Justifying Attacks on Nuclear Facilities
Observatoire de la dissuasion n°118
avril 2024
Suite aux attaques russes sur les centrales de Zaporijjia et de Tchernobyl, les auteurs cherchent à comprendre dans quelles mesures le cadre juridique actuel régule ce type de ciblageLudovica Castelli et Olamide Samuel, « Justifying attacks on nuclear facilities », The Nonproliferation Review, 7 février 2024.. En effet, dans le contexte de la guerre en Ukraine, certains auteurs ont appelé à l’instauration de nouvelles règles de droit international visant à interdire le ciblage d’installations nucléaires. D’autres ont jugé que des protocoles aux conventions de Genève, mais également la Convention d’interdiction des actes de terrorisme nucléaire et l’amendement de 2005 à la convention sur la protection physique des matières nucléaires disposent déjà de telles interdictions mais souffrent d’un problème de mise en œuvre effective. Les auteurs du papier notent néanmoins que les normes existantes n’ont pas empêché de nombreux pays de cibler des installations nucléaires depuis la Seconde Guerre mondiale. De fait, les protocoles aux conventions de Genève ont des limites puisqu’ils admettent la légalité de s’en prendre à des installations nucléaires si celles-ci contribuent de manière significative aux opérations militaires. Par ailleurs, plusieurs États importants et militairement actifs ne les ont pas ratifiés.
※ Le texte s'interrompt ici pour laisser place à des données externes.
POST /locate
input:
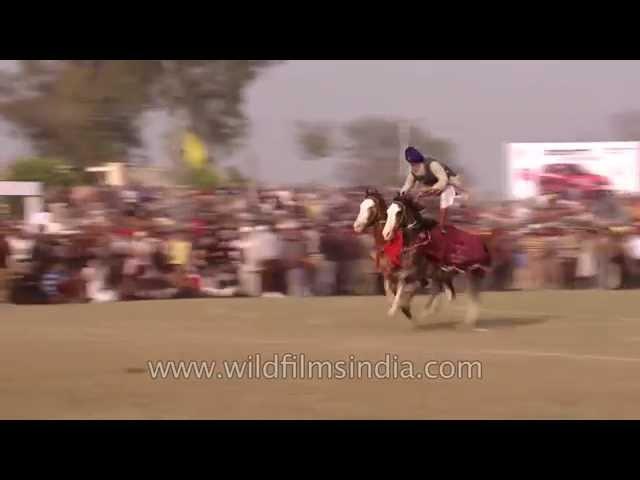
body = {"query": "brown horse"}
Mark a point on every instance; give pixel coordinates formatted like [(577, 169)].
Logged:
[(426, 251), (373, 214)]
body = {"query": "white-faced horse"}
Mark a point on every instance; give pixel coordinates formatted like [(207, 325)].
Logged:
[(373, 214), (421, 244)]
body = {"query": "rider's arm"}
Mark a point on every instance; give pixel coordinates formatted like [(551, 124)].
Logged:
[(441, 175), (408, 183)]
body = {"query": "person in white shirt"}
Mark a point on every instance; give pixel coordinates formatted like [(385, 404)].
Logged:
[(435, 178)]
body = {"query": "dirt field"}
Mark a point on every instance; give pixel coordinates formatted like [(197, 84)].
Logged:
[(544, 355)]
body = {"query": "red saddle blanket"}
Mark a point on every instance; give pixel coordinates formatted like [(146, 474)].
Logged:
[(455, 248)]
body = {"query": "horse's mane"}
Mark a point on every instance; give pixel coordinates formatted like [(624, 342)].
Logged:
[(373, 193), (409, 203)]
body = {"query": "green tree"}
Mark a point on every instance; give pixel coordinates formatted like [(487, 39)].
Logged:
[(235, 177), (87, 111), (204, 178), (51, 172), (371, 149)]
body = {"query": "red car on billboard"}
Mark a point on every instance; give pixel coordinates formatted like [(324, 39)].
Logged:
[(568, 178)]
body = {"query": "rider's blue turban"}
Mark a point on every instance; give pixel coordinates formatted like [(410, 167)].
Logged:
[(413, 155)]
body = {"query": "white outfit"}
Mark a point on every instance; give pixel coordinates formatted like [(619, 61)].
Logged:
[(448, 196)]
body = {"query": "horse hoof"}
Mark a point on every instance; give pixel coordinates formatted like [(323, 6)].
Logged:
[(448, 293)]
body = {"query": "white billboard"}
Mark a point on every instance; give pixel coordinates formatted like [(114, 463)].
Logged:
[(572, 169)]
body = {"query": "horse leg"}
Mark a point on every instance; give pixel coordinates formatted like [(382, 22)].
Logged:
[(388, 289), (410, 290), (475, 278), (396, 299), (432, 304)]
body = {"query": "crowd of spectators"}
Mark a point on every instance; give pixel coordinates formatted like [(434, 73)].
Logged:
[(103, 244)]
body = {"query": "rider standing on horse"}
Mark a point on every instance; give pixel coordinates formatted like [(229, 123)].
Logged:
[(437, 177)]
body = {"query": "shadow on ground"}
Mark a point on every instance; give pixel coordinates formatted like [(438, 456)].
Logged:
[(490, 323)]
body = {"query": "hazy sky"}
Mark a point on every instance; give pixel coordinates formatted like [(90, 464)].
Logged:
[(479, 105)]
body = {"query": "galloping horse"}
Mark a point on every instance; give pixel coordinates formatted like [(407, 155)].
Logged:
[(373, 213), (428, 251)]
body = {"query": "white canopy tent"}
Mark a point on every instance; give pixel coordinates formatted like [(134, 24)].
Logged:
[(31, 193)]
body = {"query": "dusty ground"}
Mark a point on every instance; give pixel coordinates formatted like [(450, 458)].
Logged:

En observant les précédents historiques (Iran en 1980 et Israël en 1981 sur le centre nucléaire irakien de Tuwaitha, Irak entre 1984 et 1988 sur les réacteurs iraniens de Bouchehr, États-Unis entre 1991 et 1993 sur les installations nucléaires irakiennes, Israël en 2007 sur le réacteur de Al-Kitar en Syrie), les auteurs notent des condamnations irrégulières et souvent peu nombreuses de la communauté internationale, potentiellement du fait de dommages limités et de l’absence de retombées radioactives ou des objectifs de non-prolifération ou de contre-prolifération des frappes.
Ils rappellent également l’échec des efforts diplomatiques menés en particulier à la conférence du désarmement pour négocier une convention d’interdiction des armes radiologiques interdisant les frappes sur les installations nucléaires ou pour interdire de manière plus large d’utiliser les retombées radiologiques comme une arme de guerre. Le protocole de la CPPMM et la CIANT ont représenté des progrès dans la mise en œuvre d’une norme en la matière, mais ces deux textes ne s’appliquent pas dans le cas le plus fréquent d’une attaque délibérée d’origine étatique. Au niveau bilatéral et régional, deux textes ont été plus ambitieux, notamment l’accord de non-attaque mutuelle des installations nucléaires indo-pakistanais, et le Traité de Pelindaba établissant une zone exempte d’armes nucléaires en Afrique qui interdit à ses États signataires de viser des installations nucléaires dans le cadre d’attaquées armées.
Dans ce contexte, si les actions militaires de la Russie autour de la centrale de Zaporijjia ont largement choqué l’opinion internationale et conduit à des réflexions diplomatiques sur la meilleure manière de prohiber ce type d’attaque, les auteurs notent les difficultés réelles se posant à l’adoption d’une norme internationale à ce sujet, difficultés liées à la prise en compte d’intérêts et de perspectives divergents dans le domaine de la non-prolifération et de la sécurité nucléaire en particulier.